グーグルの大規模言語モデル「FLAN-T5」やアップルが独自に開発しており「AppleGPT」と呼ばれることもある「Ajax」という大規模言語モデルを試している痕跡もあるようだが、一方でアップルがOpenAIやグーグルと両社の大規模言語モデルの利用について話し合いを始めているとアメリカメディアは報じている。

ただ、高品質にこだわるアップルのこれまでの戦略や主張から考えると、同社がChatGPTのような対話をするためのアプリやサービスを提供するとは考えにくく、SiriSummarizerのようなすでにある情報の要約など嘘が生成されにくい堅実な形での活用にとどまるのではないかというのが筆者の見立てだ。
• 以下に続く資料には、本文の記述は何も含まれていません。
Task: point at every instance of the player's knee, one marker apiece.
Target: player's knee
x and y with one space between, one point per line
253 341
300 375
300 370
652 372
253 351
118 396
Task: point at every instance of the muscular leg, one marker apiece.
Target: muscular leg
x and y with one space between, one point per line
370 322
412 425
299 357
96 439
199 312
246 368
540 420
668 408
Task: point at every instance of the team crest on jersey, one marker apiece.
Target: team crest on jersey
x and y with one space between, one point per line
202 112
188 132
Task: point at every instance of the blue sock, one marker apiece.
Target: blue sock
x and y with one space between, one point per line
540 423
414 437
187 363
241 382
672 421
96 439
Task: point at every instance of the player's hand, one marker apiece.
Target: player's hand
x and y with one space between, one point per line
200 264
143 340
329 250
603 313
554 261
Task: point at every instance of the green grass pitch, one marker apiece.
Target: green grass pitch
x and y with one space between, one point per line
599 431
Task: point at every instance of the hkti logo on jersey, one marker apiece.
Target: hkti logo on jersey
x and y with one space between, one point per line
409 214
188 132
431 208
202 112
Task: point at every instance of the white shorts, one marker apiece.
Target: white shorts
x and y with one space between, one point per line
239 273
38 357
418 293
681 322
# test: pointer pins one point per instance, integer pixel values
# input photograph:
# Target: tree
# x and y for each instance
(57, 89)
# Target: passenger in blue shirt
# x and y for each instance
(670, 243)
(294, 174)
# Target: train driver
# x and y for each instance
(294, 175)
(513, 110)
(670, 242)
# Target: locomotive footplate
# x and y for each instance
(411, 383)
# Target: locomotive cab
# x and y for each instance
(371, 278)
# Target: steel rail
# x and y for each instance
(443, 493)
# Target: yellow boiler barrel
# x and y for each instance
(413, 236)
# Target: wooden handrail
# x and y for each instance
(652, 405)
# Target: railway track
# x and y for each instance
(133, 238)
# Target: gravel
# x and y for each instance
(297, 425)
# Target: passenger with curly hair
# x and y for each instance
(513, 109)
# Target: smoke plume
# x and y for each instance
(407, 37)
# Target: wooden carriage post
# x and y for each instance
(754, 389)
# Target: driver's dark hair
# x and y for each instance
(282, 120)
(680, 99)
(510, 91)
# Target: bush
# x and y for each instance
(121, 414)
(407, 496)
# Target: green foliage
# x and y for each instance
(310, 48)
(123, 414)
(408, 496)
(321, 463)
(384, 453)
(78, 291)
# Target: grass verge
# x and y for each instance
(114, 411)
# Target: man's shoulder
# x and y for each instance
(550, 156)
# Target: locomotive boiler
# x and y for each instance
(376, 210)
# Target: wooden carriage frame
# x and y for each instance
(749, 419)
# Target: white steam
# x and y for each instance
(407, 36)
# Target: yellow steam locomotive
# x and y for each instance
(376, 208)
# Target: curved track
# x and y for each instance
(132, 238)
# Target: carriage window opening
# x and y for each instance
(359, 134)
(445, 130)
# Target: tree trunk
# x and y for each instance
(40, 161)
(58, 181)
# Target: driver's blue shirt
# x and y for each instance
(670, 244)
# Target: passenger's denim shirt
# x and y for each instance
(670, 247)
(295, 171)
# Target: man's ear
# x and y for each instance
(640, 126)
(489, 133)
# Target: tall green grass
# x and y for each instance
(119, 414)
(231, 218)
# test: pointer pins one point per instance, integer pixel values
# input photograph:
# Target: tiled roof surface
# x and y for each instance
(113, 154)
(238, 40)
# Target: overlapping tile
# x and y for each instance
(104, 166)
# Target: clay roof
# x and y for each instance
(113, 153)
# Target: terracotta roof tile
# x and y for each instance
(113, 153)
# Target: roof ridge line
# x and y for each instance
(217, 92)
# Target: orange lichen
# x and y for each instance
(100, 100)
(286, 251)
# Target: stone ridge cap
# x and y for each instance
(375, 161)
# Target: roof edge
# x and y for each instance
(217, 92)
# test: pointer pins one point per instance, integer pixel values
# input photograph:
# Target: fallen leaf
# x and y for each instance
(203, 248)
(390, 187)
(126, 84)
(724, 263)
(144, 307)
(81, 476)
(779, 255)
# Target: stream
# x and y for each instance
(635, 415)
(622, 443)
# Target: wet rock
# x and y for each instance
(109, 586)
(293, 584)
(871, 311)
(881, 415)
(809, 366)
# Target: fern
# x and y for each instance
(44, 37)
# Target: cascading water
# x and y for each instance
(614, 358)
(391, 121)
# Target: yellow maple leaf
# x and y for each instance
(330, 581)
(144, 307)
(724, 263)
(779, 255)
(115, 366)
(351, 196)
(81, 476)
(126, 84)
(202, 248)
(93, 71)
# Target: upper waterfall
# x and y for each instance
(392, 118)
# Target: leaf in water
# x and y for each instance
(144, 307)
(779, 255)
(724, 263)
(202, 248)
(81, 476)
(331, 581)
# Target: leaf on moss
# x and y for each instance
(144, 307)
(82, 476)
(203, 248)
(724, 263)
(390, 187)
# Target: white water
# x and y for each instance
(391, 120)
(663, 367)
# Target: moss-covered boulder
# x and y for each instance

また、アップルはすでにプログラムコードの生成AIを試していることが知られており、Xcodeと呼ばれる同社の開発環境向けに生成AIを提供したり、マイクロソフトがそうしているようにワープロソフトのPagesや表計算ソフトのNumbers、プレゼンテーションソフトのKeynoteといった生産性ツールの機能として生成AIを組み込む可能性はあるのではないか。

より堅実なアプローチになる可能性大

いずれにせよアップルによる生成AIの活用は他社のそれと比べるとできることも少なく、より堅実な内容になるのではないかというのが筆者の見立てだが、この堅実さと、そこから生み出されるブランドへの信頼こそがアップルの人気の秘密とも言える。

実際、iPodやiPhone、iPadなども同時期に発売されていた他社の音楽プレーヤーやスマートフォン、タブレットと比べると派手な機能は少なかったが、それでも市場を席巻し大きなビジネス的成功を招いている。

もちろん、AI以外にも、さまざまな新たな事業の柱を模索するべく、映像コンテンツ制作や健康医療関連事業、アメリカで展開中のApple Cardなどの金融事業などさまざまな投資を行っている。

最近、同社の重役が積極的に謳っているのがゲーム関連の開発への投資で、2023年のWWDC(世界開発者会議)ではWindowsやゲーム専用機向けに開発済みのゲームを簡単にMacに移植するためのツールなどを提供している。